Question

When is a particle in projectile motion at its maximum height? What is true about its velocity when this occurs? Why?

Answer 1

In idealized projectile motion, a particle is at its maximum height when its instantaneous `y`-velocity is equal to zero.

How come?

Well, for projectile motion, after the particle is launched, the only factor affecting its motion in any way (ideally) is the downward gravitational force exerted by the Earth, which gives the object a constant downward acceleration of magnitude `9.81` `"m/s"^2`.

With that being said, if the particle is thrown upward, it has an initial `y`-velocity that is positive (taking positive direction to be upward), and this velocity is constantly being changed due to the gravitational acceleration.

Since the acceleration is directed opposite to the initial `y`-velocity, the velocity will decrease at a constant rate, and will intuitively become `0` at some point (and then negative afterward).

You might recall that the slope on a position vs. time graph at any point is the instantaneous velocity at that point.

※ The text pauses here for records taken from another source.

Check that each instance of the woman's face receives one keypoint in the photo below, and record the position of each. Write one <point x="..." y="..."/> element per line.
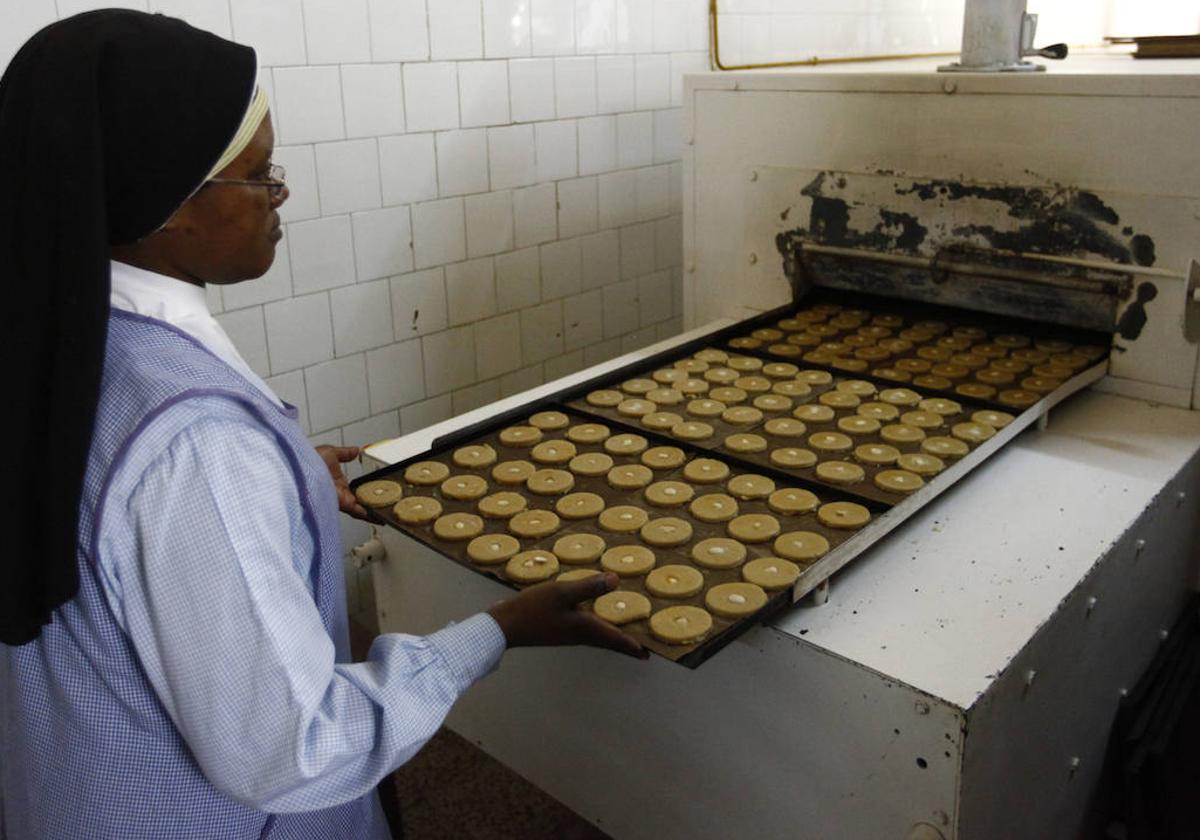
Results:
<point x="227" y="233"/>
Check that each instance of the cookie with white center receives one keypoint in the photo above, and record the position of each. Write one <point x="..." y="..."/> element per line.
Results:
<point x="532" y="567"/>
<point x="771" y="573"/>
<point x="474" y="457"/>
<point x="628" y="561"/>
<point x="417" y="510"/>
<point x="735" y="600"/>
<point x="426" y="473"/>
<point x="502" y="505"/>
<point x="492" y="549"/>
<point x="675" y="581"/>
<point x="378" y="493"/>
<point x="718" y="552"/>
<point x="621" y="606"/>
<point x="681" y="624"/>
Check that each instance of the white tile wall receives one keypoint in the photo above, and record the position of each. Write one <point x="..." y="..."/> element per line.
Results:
<point x="485" y="193"/>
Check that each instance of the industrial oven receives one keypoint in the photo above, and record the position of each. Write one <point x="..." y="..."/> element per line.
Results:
<point x="952" y="669"/>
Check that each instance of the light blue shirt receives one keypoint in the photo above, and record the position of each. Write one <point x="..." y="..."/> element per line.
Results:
<point x="204" y="559"/>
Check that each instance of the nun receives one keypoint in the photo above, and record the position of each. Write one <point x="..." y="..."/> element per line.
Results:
<point x="172" y="607"/>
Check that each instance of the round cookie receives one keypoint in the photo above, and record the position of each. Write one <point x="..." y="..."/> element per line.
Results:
<point x="576" y="575"/>
<point x="831" y="442"/>
<point x="714" y="508"/>
<point x="706" y="408"/>
<point x="579" y="547"/>
<point x="465" y="487"/>
<point x="814" y="413"/>
<point x="513" y="472"/>
<point x="922" y="463"/>
<point x="994" y="419"/>
<point x="628" y="561"/>
<point x="457" y="527"/>
<point x="681" y="624"/>
<point x="858" y="425"/>
<point x="940" y="406"/>
<point x="922" y="419"/>
<point x="735" y="600"/>
<point x="972" y="432"/>
<point x="635" y="408"/>
<point x="718" y="552"/>
<point x="844" y="515"/>
<point x="706" y="471"/>
<point x="474" y="457"/>
<point x="664" y="457"/>
<point x="630" y="477"/>
<point x="792" y="501"/>
<point x="417" y="510"/>
<point x="591" y="463"/>
<point x="803" y="546"/>
<point x="661" y="421"/>
<point x="750" y="486"/>
<point x="693" y="431"/>
<point x="840" y="472"/>
<point x="531" y="567"/>
<point x="771" y="573"/>
<point x="745" y="443"/>
<point x="623" y="519"/>
<point x="553" y="451"/>
<point x="675" y="581"/>
<point x="502" y="505"/>
<point x="378" y="493"/>
<point x="742" y="415"/>
<point x="622" y="606"/>
<point x="605" y="399"/>
<point x="876" y="454"/>
<point x="426" y="473"/>
<point x="792" y="457"/>
<point x="899" y="481"/>
<point x="639" y="387"/>
<point x="533" y="525"/>
<point x="625" y="444"/>
<point x="588" y="432"/>
<point x="550" y="483"/>
<point x="666" y="532"/>
<point x="899" y="396"/>
<point x="669" y="493"/>
<point x="753" y="527"/>
<point x="785" y="427"/>
<point x="520" y="436"/>
<point x="945" y="448"/>
<point x="550" y="421"/>
<point x="882" y="412"/>
<point x="901" y="433"/>
<point x="492" y="549"/>
<point x="580" y="505"/>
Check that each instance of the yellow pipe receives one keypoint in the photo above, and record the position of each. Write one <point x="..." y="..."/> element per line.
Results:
<point x="715" y="29"/>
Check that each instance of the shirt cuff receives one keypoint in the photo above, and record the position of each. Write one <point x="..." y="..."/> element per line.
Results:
<point x="472" y="649"/>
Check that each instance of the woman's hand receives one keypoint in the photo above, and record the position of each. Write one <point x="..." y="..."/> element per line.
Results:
<point x="334" y="459"/>
<point x="549" y="615"/>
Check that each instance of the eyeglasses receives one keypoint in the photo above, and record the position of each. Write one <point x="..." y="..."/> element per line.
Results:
<point x="274" y="181"/>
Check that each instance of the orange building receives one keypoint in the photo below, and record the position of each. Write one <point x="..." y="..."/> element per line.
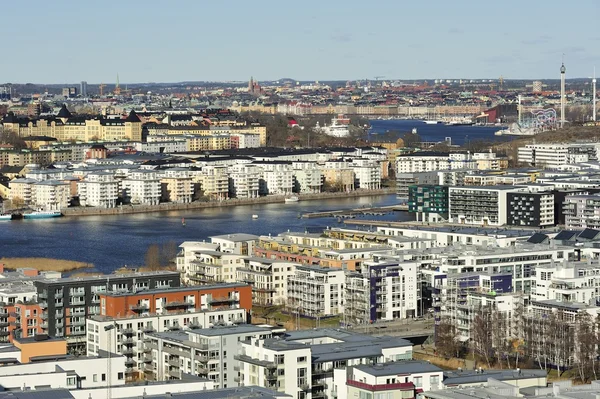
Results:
<point x="40" y="345"/>
<point x="176" y="300"/>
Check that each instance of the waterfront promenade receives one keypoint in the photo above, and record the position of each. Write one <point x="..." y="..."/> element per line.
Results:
<point x="166" y="207"/>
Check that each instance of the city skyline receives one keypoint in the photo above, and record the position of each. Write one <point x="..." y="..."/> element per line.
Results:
<point x="319" y="41"/>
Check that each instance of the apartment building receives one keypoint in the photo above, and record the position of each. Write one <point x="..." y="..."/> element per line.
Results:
<point x="244" y="181"/>
<point x="142" y="187"/>
<point x="316" y="291"/>
<point x="383" y="290"/>
<point x="209" y="353"/>
<point x="124" y="334"/>
<point x="395" y="380"/>
<point x="534" y="209"/>
<point x="177" y="189"/>
<point x="99" y="189"/>
<point x="428" y="203"/>
<point x="582" y="211"/>
<point x="551" y="156"/>
<point x="65" y="127"/>
<point x="67" y="302"/>
<point x="214" y="182"/>
<point x="485" y="206"/>
<point x="268" y="279"/>
<point x="277" y="178"/>
<point x="303" y="363"/>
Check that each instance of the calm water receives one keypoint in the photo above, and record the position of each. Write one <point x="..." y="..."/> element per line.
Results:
<point x="459" y="134"/>
<point x="110" y="242"/>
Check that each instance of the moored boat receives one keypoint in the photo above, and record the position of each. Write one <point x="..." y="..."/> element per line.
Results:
<point x="42" y="215"/>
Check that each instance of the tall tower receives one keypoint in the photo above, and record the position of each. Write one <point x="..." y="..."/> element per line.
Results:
<point x="563" y="70"/>
<point x="594" y="96"/>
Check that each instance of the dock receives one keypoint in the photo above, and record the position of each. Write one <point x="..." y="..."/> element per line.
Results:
<point x="352" y="213"/>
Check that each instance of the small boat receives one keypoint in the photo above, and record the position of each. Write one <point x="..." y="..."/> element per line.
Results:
<point x="42" y="215"/>
<point x="293" y="198"/>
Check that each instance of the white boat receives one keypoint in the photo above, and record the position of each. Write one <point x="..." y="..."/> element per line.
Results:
<point x="293" y="198"/>
<point x="42" y="215"/>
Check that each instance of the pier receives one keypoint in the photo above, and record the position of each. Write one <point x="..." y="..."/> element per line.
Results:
<point x="352" y="213"/>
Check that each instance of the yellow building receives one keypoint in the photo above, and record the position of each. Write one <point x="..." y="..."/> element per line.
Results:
<point x="66" y="127"/>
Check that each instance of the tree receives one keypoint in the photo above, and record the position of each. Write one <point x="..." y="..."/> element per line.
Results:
<point x="152" y="257"/>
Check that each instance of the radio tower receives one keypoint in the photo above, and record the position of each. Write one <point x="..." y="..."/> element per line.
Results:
<point x="594" y="96"/>
<point x="563" y="70"/>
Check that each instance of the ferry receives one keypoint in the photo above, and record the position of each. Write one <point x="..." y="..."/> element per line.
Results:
<point x="42" y="215"/>
<point x="293" y="198"/>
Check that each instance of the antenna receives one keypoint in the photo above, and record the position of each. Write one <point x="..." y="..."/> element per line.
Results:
<point x="594" y="96"/>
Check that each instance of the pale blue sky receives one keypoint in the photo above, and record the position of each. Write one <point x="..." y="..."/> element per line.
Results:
<point x="177" y="40"/>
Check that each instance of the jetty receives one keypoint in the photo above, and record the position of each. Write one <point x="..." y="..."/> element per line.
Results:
<point x="353" y="213"/>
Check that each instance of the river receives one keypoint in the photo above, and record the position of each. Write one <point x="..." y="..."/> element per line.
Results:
<point x="459" y="134"/>
<point x="110" y="242"/>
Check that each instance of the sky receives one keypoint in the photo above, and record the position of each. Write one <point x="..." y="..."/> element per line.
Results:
<point x="66" y="41"/>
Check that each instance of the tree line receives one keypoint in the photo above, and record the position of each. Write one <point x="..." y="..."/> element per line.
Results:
<point x="524" y="338"/>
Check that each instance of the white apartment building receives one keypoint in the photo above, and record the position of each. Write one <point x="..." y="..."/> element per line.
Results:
<point x="214" y="182"/>
<point x="395" y="380"/>
<point x="382" y="290"/>
<point x="210" y="353"/>
<point x="244" y="180"/>
<point x="551" y="156"/>
<point x="302" y="363"/>
<point x="277" y="178"/>
<point x="98" y="189"/>
<point x="177" y="189"/>
<point x="486" y="205"/>
<point x="316" y="291"/>
<point x="430" y="162"/>
<point x="308" y="180"/>
<point x="582" y="211"/>
<point x="367" y="174"/>
<point x="142" y="187"/>
<point x="268" y="279"/>
<point x="51" y="195"/>
<point x="127" y="336"/>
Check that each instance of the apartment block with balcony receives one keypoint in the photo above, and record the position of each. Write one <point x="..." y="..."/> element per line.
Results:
<point x="142" y="187"/>
<point x="316" y="291"/>
<point x="67" y="302"/>
<point x="268" y="279"/>
<point x="209" y="353"/>
<point x="304" y="364"/>
<point x="99" y="189"/>
<point x="395" y="380"/>
<point x="126" y="337"/>
<point x="177" y="189"/>
<point x="244" y="181"/>
<point x="429" y="203"/>
<point x="485" y="206"/>
<point x="384" y="290"/>
<point x="530" y="209"/>
<point x="582" y="211"/>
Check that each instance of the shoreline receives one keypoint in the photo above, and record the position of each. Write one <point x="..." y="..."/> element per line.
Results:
<point x="167" y="207"/>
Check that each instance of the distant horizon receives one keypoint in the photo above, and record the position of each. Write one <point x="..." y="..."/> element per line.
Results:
<point x="297" y="80"/>
<point x="150" y="41"/>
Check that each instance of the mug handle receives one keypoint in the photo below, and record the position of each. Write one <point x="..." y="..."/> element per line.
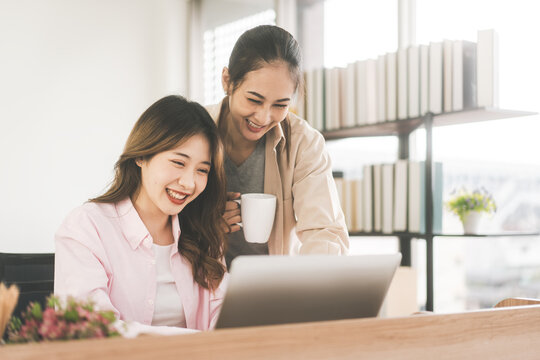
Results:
<point x="239" y="201"/>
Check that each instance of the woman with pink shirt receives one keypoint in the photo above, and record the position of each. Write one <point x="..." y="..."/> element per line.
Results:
<point x="151" y="247"/>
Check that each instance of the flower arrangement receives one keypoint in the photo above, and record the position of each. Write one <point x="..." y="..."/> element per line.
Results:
<point x="464" y="201"/>
<point x="72" y="320"/>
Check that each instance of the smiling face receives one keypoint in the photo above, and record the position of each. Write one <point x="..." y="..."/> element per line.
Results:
<point x="261" y="101"/>
<point x="172" y="179"/>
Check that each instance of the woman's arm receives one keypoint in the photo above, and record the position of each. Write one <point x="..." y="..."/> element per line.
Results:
<point x="79" y="262"/>
<point x="320" y="221"/>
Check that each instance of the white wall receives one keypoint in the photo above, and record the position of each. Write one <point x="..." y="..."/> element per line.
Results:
<point x="74" y="77"/>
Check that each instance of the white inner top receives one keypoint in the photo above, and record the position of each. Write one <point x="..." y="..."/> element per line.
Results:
<point x="168" y="307"/>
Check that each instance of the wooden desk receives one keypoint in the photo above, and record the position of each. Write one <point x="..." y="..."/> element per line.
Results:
<point x="504" y="333"/>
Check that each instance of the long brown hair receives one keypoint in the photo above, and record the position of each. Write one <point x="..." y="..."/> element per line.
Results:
<point x="164" y="125"/>
<point x="255" y="48"/>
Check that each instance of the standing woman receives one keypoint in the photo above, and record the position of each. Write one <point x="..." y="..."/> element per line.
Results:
<point x="151" y="248"/>
<point x="269" y="149"/>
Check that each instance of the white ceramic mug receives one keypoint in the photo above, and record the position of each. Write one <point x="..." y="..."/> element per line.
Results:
<point x="258" y="212"/>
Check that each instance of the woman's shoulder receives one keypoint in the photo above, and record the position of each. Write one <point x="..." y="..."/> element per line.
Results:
<point x="300" y="129"/>
<point x="92" y="212"/>
<point x="213" y="110"/>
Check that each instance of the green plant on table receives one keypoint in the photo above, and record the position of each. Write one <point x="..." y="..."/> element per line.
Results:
<point x="72" y="320"/>
<point x="463" y="201"/>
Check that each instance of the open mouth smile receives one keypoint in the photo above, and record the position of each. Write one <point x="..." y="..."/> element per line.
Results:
<point x="176" y="197"/>
<point x="254" y="127"/>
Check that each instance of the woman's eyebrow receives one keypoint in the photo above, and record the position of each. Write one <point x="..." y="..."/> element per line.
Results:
<point x="262" y="97"/>
<point x="189" y="157"/>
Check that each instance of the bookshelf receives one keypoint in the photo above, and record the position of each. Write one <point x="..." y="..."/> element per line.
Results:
<point x="402" y="129"/>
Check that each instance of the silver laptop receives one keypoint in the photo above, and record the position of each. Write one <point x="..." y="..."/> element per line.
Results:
<point x="266" y="290"/>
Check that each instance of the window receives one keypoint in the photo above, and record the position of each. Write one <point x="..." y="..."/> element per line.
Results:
<point x="218" y="44"/>
<point x="501" y="155"/>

For a projectile thrown upward, its trajectory will resemble that of an inverse parabola like one shown here:

Notice that the slope of a projectile's path is positive until we reach the maximum height. What has happened is the initial velocity is constantly being decreased (i.e. the slope of the trajectory is decreasing) due to the negative acceleration, and at the maximum on the graph, the slope there (and thus the instantaneous velocity) is `0`, and therefore this is the maximum height, because after this, the motion (and velocity) is directed downward.